Did you know that many people with kidney disease may not be aware of their condition until it reaches advanced stages? Well, it is actually a possibility, and it happens more frequently than you may think. Odds are that one in ten people have kidney disease, even more in Asian countries.
How Does eGFR Measure Kidney Function?
Your kidneys are made up of functional units called nephrons, whereby clusters of arterial loops (glomeruli) carry blood to be filtered into the small ducts. Many nutrients, and electrolytes are reabsorbed back into the blood, yet any unwanted waste products (urea, creatinine and other metabolites) and excess fluid are excreted in the form of urine.
Diseases that damage the kidneys typically affect the glomeruli, reducing their capacity to filter the blood and decreasing the kidney’s ability to perform its usual function. That’s why an equation was created to calculate the estimated rate at which the glomeruli filter the blood, called “estimated glomerular filtration rate” or eGFR. This equation involves the person’s gender, ethnicity, age, and plasma creatinine.
What is Creatinine?
A compound called creatine is normally broken down by your muscles into a waste product called creatinine, which is then removed from your body by the kidneys and excreted through urine.
Why Would You Need to Know Your Glomerular Filtration Rate?
The importance of determining the eGFR is based on the fact that kidney disease is becoming a worldwide economical and health burden, and due to the asymptomatic nature of the disease, chronic kidney disease (CKD) is not frequently detected until its later stages, resulting in lost opportunities for prevention of disease progression.
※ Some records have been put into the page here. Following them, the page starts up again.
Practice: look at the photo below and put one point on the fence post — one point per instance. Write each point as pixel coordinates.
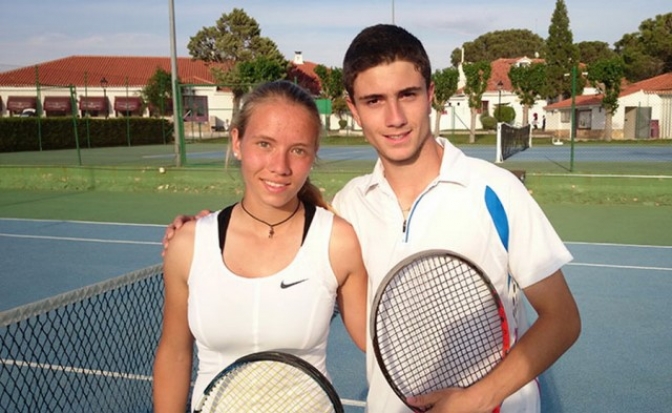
(73, 109)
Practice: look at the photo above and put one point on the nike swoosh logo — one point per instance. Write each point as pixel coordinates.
(284, 285)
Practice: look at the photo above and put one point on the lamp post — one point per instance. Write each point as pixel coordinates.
(500, 85)
(103, 84)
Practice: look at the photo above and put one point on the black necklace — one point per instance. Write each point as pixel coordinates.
(271, 227)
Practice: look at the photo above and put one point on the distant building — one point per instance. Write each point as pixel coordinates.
(111, 86)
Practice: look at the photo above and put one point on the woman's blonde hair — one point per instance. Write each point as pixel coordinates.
(282, 89)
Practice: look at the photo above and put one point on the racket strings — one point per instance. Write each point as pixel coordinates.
(438, 315)
(267, 387)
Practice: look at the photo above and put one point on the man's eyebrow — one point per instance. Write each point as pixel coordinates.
(411, 89)
(373, 96)
(380, 96)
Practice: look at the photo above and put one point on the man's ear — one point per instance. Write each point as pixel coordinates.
(430, 96)
(235, 142)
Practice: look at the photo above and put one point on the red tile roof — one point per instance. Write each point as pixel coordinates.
(500, 72)
(661, 84)
(116, 69)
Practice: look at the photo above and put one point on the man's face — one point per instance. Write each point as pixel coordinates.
(392, 105)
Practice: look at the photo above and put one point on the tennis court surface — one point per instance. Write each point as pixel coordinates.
(77, 334)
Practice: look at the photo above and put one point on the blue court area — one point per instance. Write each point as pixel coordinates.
(541, 153)
(621, 363)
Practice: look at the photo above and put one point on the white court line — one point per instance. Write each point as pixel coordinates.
(606, 244)
(83, 222)
(626, 267)
(104, 241)
(103, 373)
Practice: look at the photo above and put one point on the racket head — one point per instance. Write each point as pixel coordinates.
(437, 322)
(270, 381)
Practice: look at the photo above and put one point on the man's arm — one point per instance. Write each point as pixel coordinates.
(557, 327)
(177, 224)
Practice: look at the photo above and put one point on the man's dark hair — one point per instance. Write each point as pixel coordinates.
(383, 44)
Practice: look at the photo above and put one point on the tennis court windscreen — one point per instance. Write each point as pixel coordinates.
(89, 350)
(511, 140)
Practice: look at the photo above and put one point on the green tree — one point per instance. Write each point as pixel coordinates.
(235, 38)
(477, 75)
(261, 69)
(445, 86)
(648, 52)
(528, 82)
(561, 54)
(331, 81)
(158, 92)
(590, 52)
(606, 76)
(500, 44)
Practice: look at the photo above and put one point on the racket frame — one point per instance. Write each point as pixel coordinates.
(393, 273)
(279, 357)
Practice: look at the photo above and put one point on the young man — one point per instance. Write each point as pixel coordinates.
(425, 194)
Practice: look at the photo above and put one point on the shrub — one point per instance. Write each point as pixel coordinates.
(488, 122)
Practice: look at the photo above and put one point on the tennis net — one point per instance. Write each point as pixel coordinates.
(90, 350)
(511, 140)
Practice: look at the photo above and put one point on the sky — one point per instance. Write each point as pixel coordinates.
(37, 31)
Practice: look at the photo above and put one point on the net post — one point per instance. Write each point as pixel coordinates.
(498, 154)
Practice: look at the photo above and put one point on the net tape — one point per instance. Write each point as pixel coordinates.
(511, 140)
(90, 349)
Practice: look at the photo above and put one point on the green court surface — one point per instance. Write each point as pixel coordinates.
(620, 224)
(619, 193)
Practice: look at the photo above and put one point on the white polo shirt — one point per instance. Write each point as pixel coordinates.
(452, 213)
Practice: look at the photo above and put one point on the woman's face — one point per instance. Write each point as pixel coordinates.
(276, 152)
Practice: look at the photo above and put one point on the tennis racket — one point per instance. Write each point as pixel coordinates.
(268, 382)
(437, 322)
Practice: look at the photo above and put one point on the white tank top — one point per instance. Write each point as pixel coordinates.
(290, 311)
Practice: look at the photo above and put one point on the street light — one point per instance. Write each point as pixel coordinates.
(103, 84)
(500, 85)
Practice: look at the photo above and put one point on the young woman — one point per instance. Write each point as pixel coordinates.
(264, 273)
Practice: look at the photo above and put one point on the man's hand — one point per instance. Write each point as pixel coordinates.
(453, 400)
(177, 224)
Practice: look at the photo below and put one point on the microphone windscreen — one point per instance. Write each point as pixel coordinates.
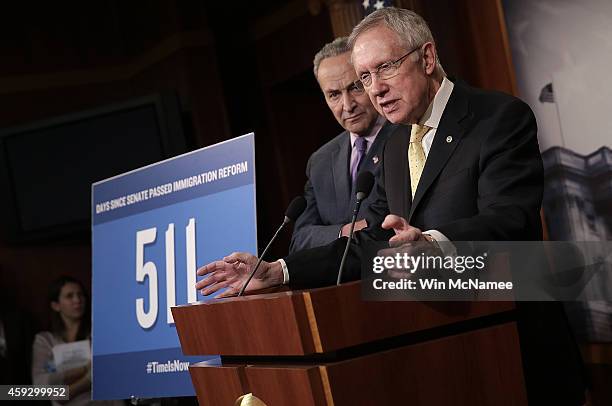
(364, 184)
(296, 208)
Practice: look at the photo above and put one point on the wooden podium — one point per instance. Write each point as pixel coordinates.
(328, 347)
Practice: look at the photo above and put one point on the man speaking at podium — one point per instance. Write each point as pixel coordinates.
(470, 171)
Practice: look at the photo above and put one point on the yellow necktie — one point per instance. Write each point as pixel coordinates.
(416, 154)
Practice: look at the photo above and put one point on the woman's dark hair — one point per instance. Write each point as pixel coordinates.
(57, 324)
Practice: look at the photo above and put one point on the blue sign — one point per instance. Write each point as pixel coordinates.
(152, 228)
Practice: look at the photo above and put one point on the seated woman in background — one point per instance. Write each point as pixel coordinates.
(70, 322)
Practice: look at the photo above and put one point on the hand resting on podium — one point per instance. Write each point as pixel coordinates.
(233, 271)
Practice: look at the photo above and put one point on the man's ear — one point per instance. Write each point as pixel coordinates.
(429, 58)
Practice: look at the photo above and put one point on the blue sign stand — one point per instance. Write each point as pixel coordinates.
(152, 228)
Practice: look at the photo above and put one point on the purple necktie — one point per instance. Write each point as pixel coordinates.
(362, 145)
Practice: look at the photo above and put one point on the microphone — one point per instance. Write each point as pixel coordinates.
(295, 209)
(364, 184)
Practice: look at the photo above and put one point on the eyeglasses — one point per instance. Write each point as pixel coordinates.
(385, 71)
(355, 89)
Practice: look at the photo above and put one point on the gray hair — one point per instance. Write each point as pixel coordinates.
(411, 28)
(337, 47)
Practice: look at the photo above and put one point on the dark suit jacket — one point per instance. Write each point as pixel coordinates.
(482, 181)
(328, 194)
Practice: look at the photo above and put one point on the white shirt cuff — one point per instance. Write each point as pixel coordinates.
(448, 248)
(285, 271)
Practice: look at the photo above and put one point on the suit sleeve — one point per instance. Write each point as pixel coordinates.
(309, 230)
(510, 182)
(317, 267)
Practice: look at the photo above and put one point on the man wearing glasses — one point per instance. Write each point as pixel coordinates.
(470, 170)
(333, 168)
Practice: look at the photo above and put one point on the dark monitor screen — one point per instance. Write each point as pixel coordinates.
(50, 166)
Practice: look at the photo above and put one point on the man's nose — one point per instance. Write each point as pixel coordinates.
(377, 88)
(348, 102)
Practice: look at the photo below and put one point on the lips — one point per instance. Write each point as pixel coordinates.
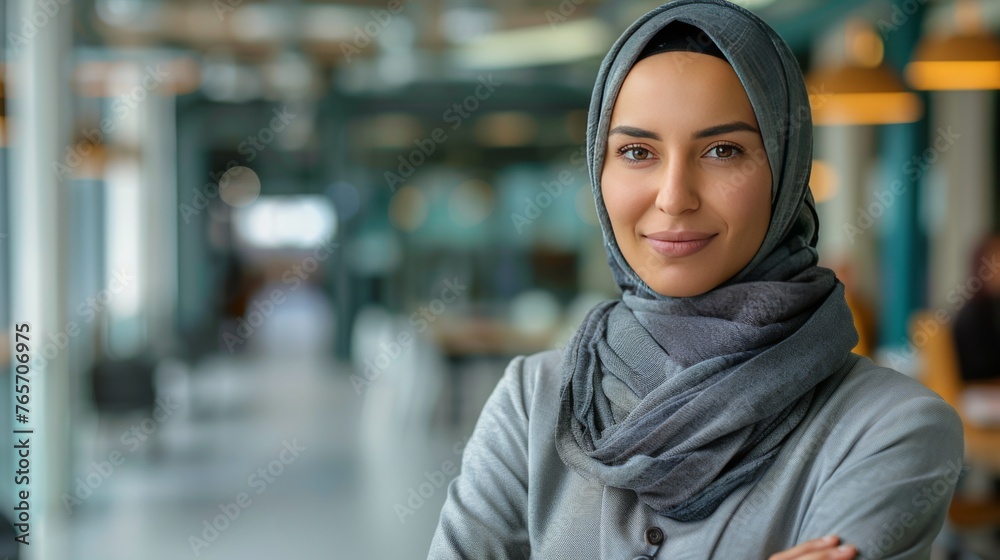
(679, 243)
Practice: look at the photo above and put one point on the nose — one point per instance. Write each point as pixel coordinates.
(678, 192)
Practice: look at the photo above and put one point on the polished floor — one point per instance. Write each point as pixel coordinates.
(336, 499)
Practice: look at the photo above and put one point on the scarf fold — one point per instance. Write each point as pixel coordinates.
(684, 400)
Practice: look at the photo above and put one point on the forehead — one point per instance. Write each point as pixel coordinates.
(688, 86)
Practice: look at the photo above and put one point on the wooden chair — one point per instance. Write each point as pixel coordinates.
(939, 371)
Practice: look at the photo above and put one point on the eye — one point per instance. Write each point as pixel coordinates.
(724, 151)
(635, 153)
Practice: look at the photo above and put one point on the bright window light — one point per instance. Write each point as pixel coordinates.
(274, 222)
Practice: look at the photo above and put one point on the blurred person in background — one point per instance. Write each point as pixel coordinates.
(716, 409)
(977, 326)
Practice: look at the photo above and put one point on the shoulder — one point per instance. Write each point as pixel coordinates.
(874, 407)
(536, 376)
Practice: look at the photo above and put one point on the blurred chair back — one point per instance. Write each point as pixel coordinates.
(938, 364)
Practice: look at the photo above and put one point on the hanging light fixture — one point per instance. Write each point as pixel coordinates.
(966, 60)
(862, 90)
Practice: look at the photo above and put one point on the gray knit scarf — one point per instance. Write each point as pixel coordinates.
(683, 400)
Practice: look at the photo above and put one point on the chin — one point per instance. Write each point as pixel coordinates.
(682, 287)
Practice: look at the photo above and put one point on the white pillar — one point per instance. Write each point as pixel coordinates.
(38, 92)
(158, 207)
(848, 151)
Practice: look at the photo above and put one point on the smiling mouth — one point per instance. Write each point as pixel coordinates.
(679, 245)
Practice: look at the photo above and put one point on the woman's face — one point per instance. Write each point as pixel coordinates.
(686, 180)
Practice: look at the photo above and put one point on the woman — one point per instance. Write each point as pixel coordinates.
(716, 410)
(977, 325)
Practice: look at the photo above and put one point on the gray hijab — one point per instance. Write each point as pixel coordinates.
(683, 400)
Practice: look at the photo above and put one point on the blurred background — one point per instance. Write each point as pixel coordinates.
(274, 255)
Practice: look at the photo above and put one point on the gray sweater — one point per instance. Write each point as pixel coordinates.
(876, 463)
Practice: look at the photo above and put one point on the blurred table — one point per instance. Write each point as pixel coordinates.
(982, 443)
(463, 340)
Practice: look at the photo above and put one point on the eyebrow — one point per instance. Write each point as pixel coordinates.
(736, 126)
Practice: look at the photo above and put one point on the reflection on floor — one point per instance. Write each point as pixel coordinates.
(241, 423)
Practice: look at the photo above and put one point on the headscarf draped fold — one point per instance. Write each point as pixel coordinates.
(683, 400)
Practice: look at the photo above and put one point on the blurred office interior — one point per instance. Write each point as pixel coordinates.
(275, 254)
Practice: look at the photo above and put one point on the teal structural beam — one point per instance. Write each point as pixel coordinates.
(902, 243)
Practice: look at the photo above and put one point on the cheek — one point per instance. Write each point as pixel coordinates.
(619, 202)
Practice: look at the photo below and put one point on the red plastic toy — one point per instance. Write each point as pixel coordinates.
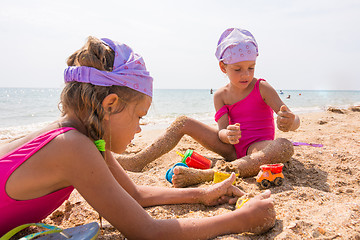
(270, 173)
(195, 160)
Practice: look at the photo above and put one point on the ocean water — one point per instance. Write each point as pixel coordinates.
(26, 109)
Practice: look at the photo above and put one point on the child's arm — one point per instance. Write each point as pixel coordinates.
(229, 134)
(286, 120)
(83, 167)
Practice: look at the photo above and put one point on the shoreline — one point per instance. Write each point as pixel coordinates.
(319, 199)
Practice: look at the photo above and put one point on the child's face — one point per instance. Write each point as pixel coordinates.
(124, 125)
(240, 74)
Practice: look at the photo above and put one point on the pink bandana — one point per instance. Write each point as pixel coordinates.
(129, 70)
(236, 45)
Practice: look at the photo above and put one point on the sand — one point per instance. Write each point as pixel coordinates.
(319, 199)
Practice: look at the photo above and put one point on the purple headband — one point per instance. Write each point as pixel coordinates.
(129, 70)
(236, 45)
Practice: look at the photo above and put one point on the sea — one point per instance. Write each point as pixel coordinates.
(26, 109)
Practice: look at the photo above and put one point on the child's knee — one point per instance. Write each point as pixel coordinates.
(286, 148)
(181, 122)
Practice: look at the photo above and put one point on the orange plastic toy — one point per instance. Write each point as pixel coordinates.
(270, 173)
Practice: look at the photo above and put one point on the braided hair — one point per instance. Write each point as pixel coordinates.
(85, 99)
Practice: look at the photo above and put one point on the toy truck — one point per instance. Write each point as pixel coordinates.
(270, 174)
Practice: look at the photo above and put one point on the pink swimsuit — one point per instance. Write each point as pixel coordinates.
(13, 212)
(255, 117)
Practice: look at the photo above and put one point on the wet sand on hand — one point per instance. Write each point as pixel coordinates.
(319, 199)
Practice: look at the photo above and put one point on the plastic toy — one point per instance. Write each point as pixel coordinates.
(240, 202)
(220, 176)
(270, 173)
(170, 172)
(195, 160)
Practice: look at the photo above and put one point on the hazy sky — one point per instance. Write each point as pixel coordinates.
(303, 44)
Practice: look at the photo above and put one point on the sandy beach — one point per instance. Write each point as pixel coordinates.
(319, 199)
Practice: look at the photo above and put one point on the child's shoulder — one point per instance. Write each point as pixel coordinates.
(221, 91)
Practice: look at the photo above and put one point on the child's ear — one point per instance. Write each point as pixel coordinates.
(222, 67)
(110, 102)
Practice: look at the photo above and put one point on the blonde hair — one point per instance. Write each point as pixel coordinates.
(85, 99)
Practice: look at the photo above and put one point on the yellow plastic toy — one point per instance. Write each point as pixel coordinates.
(270, 173)
(220, 176)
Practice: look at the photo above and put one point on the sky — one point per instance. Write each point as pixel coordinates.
(303, 44)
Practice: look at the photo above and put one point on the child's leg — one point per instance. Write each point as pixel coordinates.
(202, 133)
(266, 152)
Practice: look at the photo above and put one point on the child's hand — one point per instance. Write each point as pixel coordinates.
(233, 133)
(223, 192)
(285, 119)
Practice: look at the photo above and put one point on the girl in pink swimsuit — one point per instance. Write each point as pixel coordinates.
(107, 91)
(244, 113)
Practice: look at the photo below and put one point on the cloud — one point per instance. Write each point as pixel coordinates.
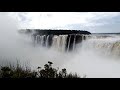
(93, 21)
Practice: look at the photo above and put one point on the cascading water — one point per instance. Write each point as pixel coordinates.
(97, 57)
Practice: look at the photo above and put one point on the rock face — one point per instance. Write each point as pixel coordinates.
(61, 39)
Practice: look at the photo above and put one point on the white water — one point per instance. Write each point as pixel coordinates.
(95, 57)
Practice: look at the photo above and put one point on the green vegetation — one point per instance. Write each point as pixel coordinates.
(47, 72)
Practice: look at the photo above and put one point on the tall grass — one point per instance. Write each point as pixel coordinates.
(18, 71)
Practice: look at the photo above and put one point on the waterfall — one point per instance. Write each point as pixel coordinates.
(61, 43)
(104, 45)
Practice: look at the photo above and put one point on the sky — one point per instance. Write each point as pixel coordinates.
(95, 22)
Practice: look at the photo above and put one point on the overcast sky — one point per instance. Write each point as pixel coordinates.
(95, 22)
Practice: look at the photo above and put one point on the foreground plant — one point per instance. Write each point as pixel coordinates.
(47, 72)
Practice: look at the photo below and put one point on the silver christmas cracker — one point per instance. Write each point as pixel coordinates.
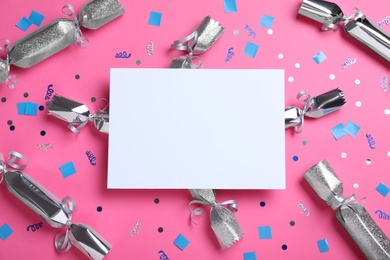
(198, 42)
(349, 212)
(356, 25)
(77, 114)
(223, 222)
(315, 107)
(55, 212)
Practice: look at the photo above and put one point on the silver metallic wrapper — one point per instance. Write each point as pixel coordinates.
(330, 14)
(352, 216)
(315, 107)
(43, 43)
(223, 221)
(201, 40)
(97, 13)
(77, 114)
(50, 208)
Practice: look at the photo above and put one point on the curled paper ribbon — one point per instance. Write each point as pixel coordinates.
(77, 114)
(223, 221)
(55, 212)
(349, 212)
(315, 107)
(198, 42)
(356, 25)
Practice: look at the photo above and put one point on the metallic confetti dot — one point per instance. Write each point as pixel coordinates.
(357, 81)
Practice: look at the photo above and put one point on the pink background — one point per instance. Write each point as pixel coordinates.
(297, 38)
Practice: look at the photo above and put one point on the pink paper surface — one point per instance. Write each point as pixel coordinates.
(296, 38)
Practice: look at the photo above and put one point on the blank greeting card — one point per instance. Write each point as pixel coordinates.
(203, 129)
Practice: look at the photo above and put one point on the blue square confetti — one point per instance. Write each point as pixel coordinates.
(266, 21)
(5, 231)
(265, 232)
(323, 245)
(250, 256)
(67, 169)
(155, 18)
(181, 242)
(319, 57)
(24, 24)
(351, 128)
(251, 49)
(338, 131)
(230, 6)
(383, 189)
(36, 18)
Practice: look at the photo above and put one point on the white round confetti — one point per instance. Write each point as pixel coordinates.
(357, 81)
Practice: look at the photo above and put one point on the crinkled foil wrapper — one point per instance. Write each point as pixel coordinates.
(352, 216)
(50, 208)
(223, 221)
(76, 113)
(97, 13)
(357, 26)
(43, 43)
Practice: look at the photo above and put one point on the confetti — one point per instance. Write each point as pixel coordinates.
(323, 245)
(67, 169)
(181, 242)
(155, 18)
(5, 231)
(251, 49)
(265, 232)
(319, 57)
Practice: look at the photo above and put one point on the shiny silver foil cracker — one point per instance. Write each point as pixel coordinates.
(56, 213)
(315, 107)
(356, 25)
(223, 221)
(350, 213)
(77, 114)
(198, 42)
(97, 13)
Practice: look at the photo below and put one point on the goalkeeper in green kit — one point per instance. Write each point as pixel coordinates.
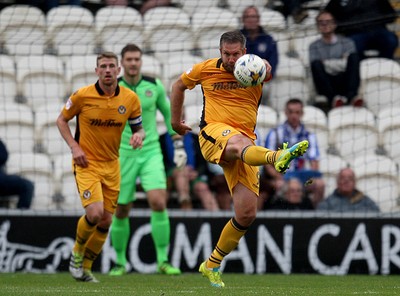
(146, 164)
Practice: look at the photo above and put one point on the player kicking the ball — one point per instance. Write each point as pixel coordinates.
(227, 138)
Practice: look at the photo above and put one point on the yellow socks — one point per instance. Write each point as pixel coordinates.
(228, 241)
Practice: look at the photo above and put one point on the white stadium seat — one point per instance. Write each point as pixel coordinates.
(117, 26)
(352, 131)
(80, 71)
(167, 31)
(208, 24)
(8, 80)
(23, 29)
(380, 83)
(17, 127)
(38, 168)
(71, 30)
(388, 121)
(41, 79)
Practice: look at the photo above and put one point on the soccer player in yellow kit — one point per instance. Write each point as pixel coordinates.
(227, 137)
(101, 111)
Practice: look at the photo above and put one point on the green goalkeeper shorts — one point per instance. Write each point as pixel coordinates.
(148, 169)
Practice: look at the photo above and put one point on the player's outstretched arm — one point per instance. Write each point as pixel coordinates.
(177, 98)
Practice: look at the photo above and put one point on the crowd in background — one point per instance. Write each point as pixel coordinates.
(349, 30)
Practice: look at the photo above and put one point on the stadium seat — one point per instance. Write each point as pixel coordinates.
(194, 97)
(117, 26)
(174, 66)
(208, 24)
(38, 168)
(167, 31)
(378, 177)
(289, 82)
(17, 127)
(274, 23)
(329, 166)
(380, 83)
(388, 121)
(65, 183)
(267, 118)
(23, 30)
(8, 80)
(191, 6)
(80, 71)
(41, 79)
(317, 122)
(237, 6)
(301, 44)
(71, 30)
(352, 131)
(47, 136)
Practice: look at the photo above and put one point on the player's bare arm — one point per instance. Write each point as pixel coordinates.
(268, 68)
(78, 155)
(137, 137)
(177, 98)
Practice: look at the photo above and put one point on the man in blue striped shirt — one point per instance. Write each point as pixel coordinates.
(306, 167)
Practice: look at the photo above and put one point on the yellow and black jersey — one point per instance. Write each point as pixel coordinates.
(101, 119)
(225, 100)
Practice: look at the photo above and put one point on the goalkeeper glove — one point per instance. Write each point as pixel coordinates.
(180, 156)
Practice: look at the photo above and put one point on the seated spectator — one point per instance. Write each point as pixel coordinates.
(304, 168)
(13, 184)
(294, 8)
(258, 41)
(193, 178)
(335, 64)
(365, 23)
(292, 197)
(346, 197)
(46, 5)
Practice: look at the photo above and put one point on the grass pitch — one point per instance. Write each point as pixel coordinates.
(194, 284)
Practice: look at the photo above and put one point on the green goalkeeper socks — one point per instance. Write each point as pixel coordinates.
(160, 232)
(120, 233)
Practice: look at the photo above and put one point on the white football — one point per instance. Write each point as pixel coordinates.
(250, 70)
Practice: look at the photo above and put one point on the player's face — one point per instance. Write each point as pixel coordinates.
(107, 70)
(326, 23)
(230, 52)
(294, 112)
(346, 182)
(132, 63)
(251, 19)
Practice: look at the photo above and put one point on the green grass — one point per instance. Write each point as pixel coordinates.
(193, 284)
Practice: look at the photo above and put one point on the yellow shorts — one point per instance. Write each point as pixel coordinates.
(213, 139)
(100, 181)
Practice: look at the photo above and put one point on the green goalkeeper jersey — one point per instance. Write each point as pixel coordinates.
(152, 97)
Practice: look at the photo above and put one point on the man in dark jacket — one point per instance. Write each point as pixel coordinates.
(365, 22)
(14, 184)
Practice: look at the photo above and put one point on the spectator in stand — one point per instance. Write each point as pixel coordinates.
(193, 178)
(14, 184)
(306, 167)
(365, 22)
(335, 64)
(46, 5)
(292, 197)
(258, 41)
(294, 8)
(346, 197)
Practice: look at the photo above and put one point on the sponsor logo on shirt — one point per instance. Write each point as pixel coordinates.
(105, 123)
(227, 85)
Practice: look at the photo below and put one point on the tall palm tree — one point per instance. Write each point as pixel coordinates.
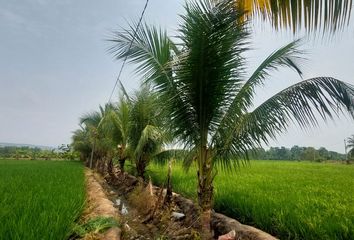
(146, 134)
(203, 82)
(117, 127)
(313, 15)
(101, 146)
(81, 143)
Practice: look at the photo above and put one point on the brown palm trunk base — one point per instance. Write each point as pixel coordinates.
(121, 164)
(140, 167)
(205, 201)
By measuring your eGFR, a health-care practitioner can assess your kidney’s health, modify the dosage of any drug that you may be taking, and detect chronic kidney disease while it is still in its early stages; this way preventing the onset of end-stage kidney disease, and therefore the need for dialysis or kidney transplant.
What Does Your eGFR Result Mean?
eGFR equal or higher than 90 mL/min/1.73 m2 is considered normal.
eGFR ranging from 60 to 89 mL/min/1.73 m2 is considered mildly decreased.
A decrease in eGFR less than 60 mL/min/1.73 m2 for 3 or more months is a diagnostic criterion for chronic kidney disease and is associated with a greater risk of fatal and nonfatal outcomes.
What Are the Causes of Kidney Disease?
There are many conditions that can damage your kidneys; however, glomerulonephritis, uncontrolled hypertension and type 2 diabetes are the three leading causes of kidney damage and potential chronic kidney disease (CKD) in Asia.
The progression of CKD to complete renal failure is denominated end-stage kidney disease (ESKD), which is a condition that requires dialysis or even kidney transplantation in many cases.
Preventing the Onset and Delaying the Progress of Kidney Disease
Prevention is a powerful tool to minimise the risk of having chronic kidney disease, especially if you are diabetic or hypertensive. However, every person is at risk of developing this disease as we age.
If you were already diagnosed with kidney damage, having a multidisciplinary team of health-care providers is of utmost importance to delay the progress of the disease.
In either case, whether you were already diagnosed with kidney disease, or just want to have a heads-up in preventing kidney damage, there are some things that you can do:
– Maintain adequate levels of blood sugar: high blood sugar levels can produce direct damage to the kidneys.
– Maintain normal blood pressure levels: high blood pressure can damage the kidney glomeruli.
– Maintain a healthy weight: obese and overweight people have a higher risk of having diseases such as hypertension and type 2 diabetes, which are the main causes of kidney disease.
– Stop smoking: the nicotine contained in cigarettes can reduce the blood flow to the kidneys.
– Avoid eating too much salt and potassium in your foods: this includes keeping track of store-bought product labels because most of these foods have very high salt levels.
– Increase the intake of kidney-friendly and healthy foods: egg whites, olive oil, fish, red bell peppers, cauliflower, onions, cabbage, garlic, apples, raspberries, blueberries, strawberries, cranberries, red grapes, and cherries, among others.
– Avoid the intake of drugs that may harm to your kidneys: certain antibiotics and drugs known as anti-inflammatories (naproxen, aspirin, ibuprofen, etc.) can produce kidney damage. If your kidneys don’t work well, it is necessary that you ask your doctor before taking any drugs, including over-the-counter medications.